Viols utilisés comme arme de terreur, tireurs embusqués sur les toits, personnes brûlées vives, enlèvements contre rançons... Alors que la violence des gangs qui contrôlent la majorité de la capitale Port-au-Prince ne cesse de s'aggraver, le premier ministre haïtien Ariel Henry et le secrétaire général de l'Organisation des Nations unies, Antonio Guterres, réclament depuis un an presque jour pour jour l'envoi d'une mission de soutien à la police.

Mais au sein d'une communauté internationale échaudée par les expériences passées dans le pays et les risques de se retrouver piégé dans un bourbier meurtrier, il a été difficile de trouver un volontaire pour en prendre la tête.

Jusqu'à fin juillet dernier, où le Kenya a finalement annoncé être prêt à mener cette force non onusienne et à déployer 1000 hommes dans le pays pauvre des Caraïbes.

La résolution adoptée lundi par 13 voix pour et 2 abstentions (Chine et Russie) valide la création de cette mission multinationale de soutien à la sécurité, non onusienne, pour une période initiale de 12 mois, avec une réévaluation au bout de 9 mois.

Elle vise à apporter un soutien opérationnel à la police haïtienne dans sa lutte contre les gangs et pour la sécurisation des écoles, ports, hôpitaux et aéroport.
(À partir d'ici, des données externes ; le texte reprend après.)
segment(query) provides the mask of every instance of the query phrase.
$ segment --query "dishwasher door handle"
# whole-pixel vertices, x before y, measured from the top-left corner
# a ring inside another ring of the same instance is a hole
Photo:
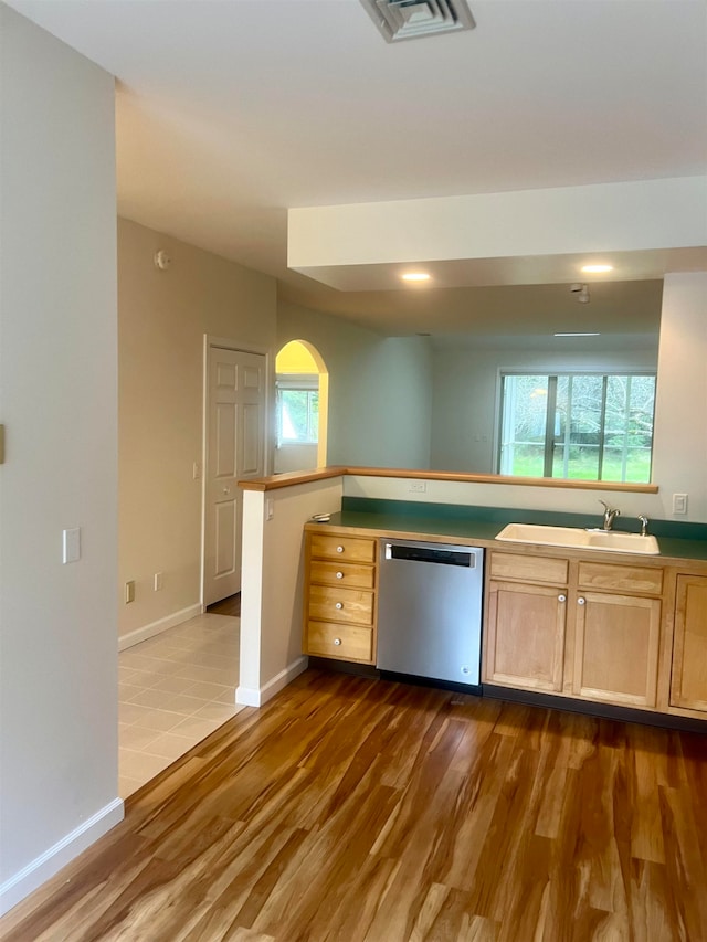
[[[461,549],[450,549],[446,546],[431,547],[414,543],[386,543],[384,558],[394,562],[426,562],[435,565],[462,565],[466,569],[476,567],[476,558],[472,552]]]

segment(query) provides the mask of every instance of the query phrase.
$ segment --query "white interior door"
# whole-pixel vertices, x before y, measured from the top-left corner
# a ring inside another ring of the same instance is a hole
[[[209,347],[203,604],[241,591],[243,491],[265,473],[265,357]]]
Avec l'objectif d'améliorer suffisamment la sécurité pour organiser des élections, alors qu'aucun scrutin n'a eu lieu depuis 2016.

Ariel Henry prenant la parole devant une tribune.
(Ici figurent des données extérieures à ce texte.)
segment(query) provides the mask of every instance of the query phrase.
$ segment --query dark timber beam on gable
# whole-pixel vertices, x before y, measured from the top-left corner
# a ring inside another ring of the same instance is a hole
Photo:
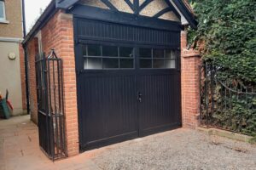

Ariel Henry, président par intérim d’Haïti depuis maintenant deux ans, s’exprimait le 23 septembre à la tribune de l’ONU.

Photo : Getty Images / Spencer Platt

En coopération avec les autorités haïtiennes, la mission pourra, pour empêcher des pertes de vies, employer des mesures d'urgence temporaires et proportionnées sur une base exceptionnelle, notamment au moyen d'arrestations, dans le respect du droit international.

Dans un récent rapport, Antonio Guterres soulignait que la crise économique, politique et sécuritaire que traverse Haïti s'est encore aggravée depuis un an, avec des gangs plus nombreux et mieux armés que les quelque 14 000 policiers comptabilisés fin juin 2023.

Au total, près de 2800 meurtres ont été dénombrés entre octobre 2022 et juin 2023, dont ceux de près de 80 mineurs, selon ce rapport.

Cette résolution certes historique n'est que la première étape. Maintenant le travail pour que la mission démarre commence, a commenté l'ambassadrice américaine Linda Thomas-Greenfield.

La Chine, qui dispose d'un droit de veto au Conseil, s'est montrée moins enthousiaste. Sans un gouvernement légitime, efficace et qui rend des comptes, tout soutien extérieur ne peut guère avoir d'effets durables, a mis en garde son ambassadeur Zhang Jun.

Ces derniers mois, les Chinois s'étaient déjà montrés sceptiques, estimant qu'une telle mission n'avait pas de sens sans un arrêt du trafic d'armes à destination des gangs, en provenance principalement des États-Unis, en particulier de Floride par l'entremise de la diaspora haïtienne.

Sous la pression de la Chine, la résolution généralise d'ailleurs l'embargo sur les armes légères et les munitions, jusqu'ici uniquement applicable aux chefs de gangs visés par le régime de sanctions mis en place en octobre 2022 et qui ne concerne à ce stade qu'un individu.

Le trafic d'armes est une question que les États-Unis prennent très sérieusement, y compris en Haïti, a assuré lundi un responsable de l'administration américaine.

Washington entend par ailleurs fournir un soutien logistique et financier à la nouvelle mission, mais pas de forces de sécurité sur le terrain.

La résolution laisse aux futurs participants de la force le soin de déterminer le calendrier et la composition de la mission, en coopération avec Port-au-Prince. Le chiffre de 2000 membres des forces de l'ordre a toutefois été souvent évoqué ces derniers mois.

La résolution salue plusieurs pays envisageant leur participation, mais à ce stade peu d'entre eux sont connus, hormis la Jamaïque, les Bahamas et Antigua-et-Barbuda.

Le projet de résolution appelle aussi la future mission à prendre les mesures appropriées en matière de gestion des eaux usées.

Les Casques bleus de la Mission des Nations unies pour la stabilisation en Haïti (MINUSTAH), présente de 2004 à 2017, avaient apporté le choléra, entraînant une épidémie ayant fait plus de 10 000 morts. Cet épisode explique en partie que la future force n'opère pas sous drapeau de l'Organisation des Nations unies.